“Megalomania” is a sculptural study of size, ambition and fragility. Through each individual work, which have all been created especially for the exhibition, Brzeski, in his own particular and masterful style, faces off with figures and materials that appear in various ways hyperbolic, even imagined. The greatest, in terms of size (the word greatness meaning also size in Polish), of all the works on show is, in fact, titled “Imagined Greatness” ; a gigantic figure of a dwarf made out of thin steel rods. The same material was used for the sculpture of a sword swallower, in which a blade of sword immersed in a laboratory flask containing hydrochloric acid, is being slowly digested. The “Whisper from the Back of the Head” and “I Speak Things” are surrealist studies of heads sculpted out of solid blocks of steel, within which words and whispers take on a real, physical weight. “Losing Face”, a large piece made of rusty metal bars, describes the state of disintegration and uncertainty in an almost literary fashion. Last but not least, a composition with a rusty easel and a spider web, with its resident lurking in wait.
The disruption of scale and weight, the fanciful use of material, the transference of drawing into the physical space and an obsessive imagination that revolves around the human figure—these are the standard elements of Brzeski’s craft. For this show, the artist makes an additional gesture in dividing the exhibition space into two parts. One part contains all the objects included in the show, while the other remains empty. It’s a subversive tactic meant to deprive his own works of a comfortable space in which to dwell, composing, instead, a sort of painting spread against the gallery wall. At the same time, he sets into motion a subsequent level of illusion, urging the viewer to read the whole as a staged drama featuring the artist, his sculptures and his dilemmas. The acts of performing and posing fit right in to the megalomania of the title – a universal phenomenon that is, by the same token, ideal fodder for insects and corrosion.
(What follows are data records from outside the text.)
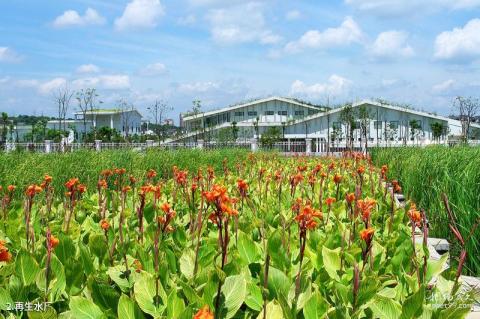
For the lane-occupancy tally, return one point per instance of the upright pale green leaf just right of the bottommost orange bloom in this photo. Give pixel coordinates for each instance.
(234, 291)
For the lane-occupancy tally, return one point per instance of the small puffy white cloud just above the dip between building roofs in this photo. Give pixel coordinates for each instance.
(336, 85)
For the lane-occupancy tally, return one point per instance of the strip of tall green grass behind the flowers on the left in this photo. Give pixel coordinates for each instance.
(23, 168)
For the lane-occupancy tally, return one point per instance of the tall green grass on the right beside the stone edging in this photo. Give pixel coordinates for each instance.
(427, 173)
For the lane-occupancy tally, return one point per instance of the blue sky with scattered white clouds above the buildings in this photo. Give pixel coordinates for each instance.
(420, 52)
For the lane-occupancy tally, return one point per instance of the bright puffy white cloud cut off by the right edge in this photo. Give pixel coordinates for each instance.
(460, 43)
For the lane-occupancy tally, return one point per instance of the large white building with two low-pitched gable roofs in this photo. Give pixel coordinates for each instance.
(299, 120)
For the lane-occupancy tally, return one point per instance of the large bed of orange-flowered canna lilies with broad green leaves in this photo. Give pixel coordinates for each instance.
(313, 238)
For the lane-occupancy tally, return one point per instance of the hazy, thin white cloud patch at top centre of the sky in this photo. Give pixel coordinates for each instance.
(241, 24)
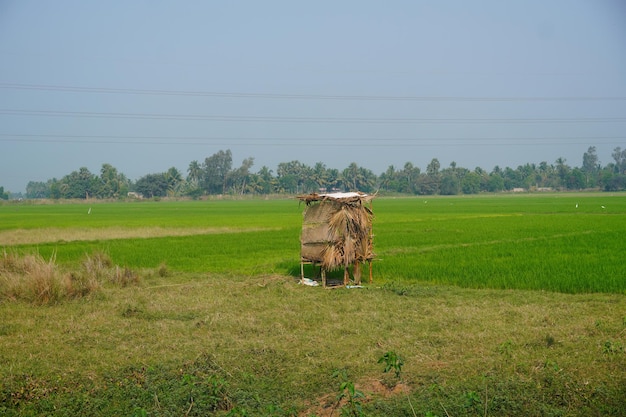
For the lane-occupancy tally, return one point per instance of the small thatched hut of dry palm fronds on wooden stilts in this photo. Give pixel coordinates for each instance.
(337, 233)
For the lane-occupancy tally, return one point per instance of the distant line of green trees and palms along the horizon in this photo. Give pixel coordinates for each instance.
(216, 175)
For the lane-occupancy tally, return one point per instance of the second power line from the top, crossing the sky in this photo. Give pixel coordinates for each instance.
(284, 119)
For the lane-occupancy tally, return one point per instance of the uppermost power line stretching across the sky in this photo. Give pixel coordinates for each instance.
(279, 96)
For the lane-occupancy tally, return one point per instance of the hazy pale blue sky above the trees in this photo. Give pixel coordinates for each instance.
(148, 85)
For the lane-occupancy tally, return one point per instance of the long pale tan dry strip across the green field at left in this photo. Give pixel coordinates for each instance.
(51, 234)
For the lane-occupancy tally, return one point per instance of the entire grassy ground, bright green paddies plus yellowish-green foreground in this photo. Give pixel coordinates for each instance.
(498, 305)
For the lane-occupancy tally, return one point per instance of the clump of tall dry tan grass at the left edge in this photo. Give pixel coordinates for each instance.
(37, 280)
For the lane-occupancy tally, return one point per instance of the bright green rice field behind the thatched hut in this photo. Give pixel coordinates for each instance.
(572, 243)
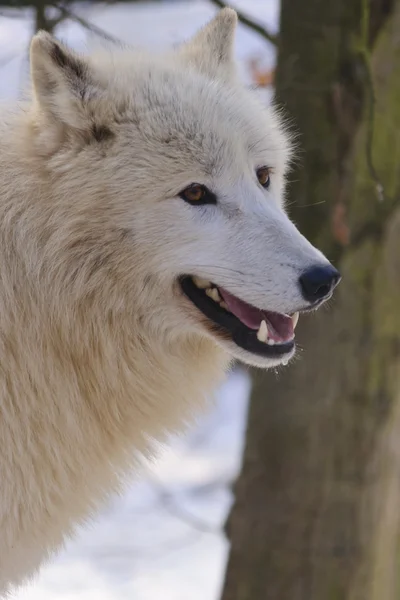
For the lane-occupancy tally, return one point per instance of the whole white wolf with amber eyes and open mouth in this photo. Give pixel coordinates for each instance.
(143, 244)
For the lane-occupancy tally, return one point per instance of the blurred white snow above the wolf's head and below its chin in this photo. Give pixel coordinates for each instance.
(163, 538)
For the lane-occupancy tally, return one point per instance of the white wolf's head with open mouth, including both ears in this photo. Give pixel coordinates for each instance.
(167, 179)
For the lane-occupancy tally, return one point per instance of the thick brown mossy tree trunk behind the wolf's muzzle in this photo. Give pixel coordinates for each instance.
(316, 506)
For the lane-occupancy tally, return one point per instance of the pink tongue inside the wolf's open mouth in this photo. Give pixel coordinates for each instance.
(280, 327)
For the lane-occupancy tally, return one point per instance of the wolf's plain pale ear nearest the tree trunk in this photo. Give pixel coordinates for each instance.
(211, 49)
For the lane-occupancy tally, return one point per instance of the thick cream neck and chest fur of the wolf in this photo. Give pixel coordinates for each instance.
(87, 378)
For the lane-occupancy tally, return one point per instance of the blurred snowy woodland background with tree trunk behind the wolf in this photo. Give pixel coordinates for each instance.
(290, 488)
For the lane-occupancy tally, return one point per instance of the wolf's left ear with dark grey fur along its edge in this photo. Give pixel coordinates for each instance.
(62, 81)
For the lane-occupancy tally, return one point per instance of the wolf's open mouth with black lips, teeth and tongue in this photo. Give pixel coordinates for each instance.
(260, 332)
“Through the use of spatial, physical size,” says Brzeski, “I refer to how we measure our potential, the ratio of size to other great forces at work within us. In particular, these two major opposing forces: on the one hand the feeling of Godliness and “I can do anything”, and on the other, “I am nothing and I’ve messed it all up again”. And these two forces get in the others’ way, with one leading at first, only to give way to the other.”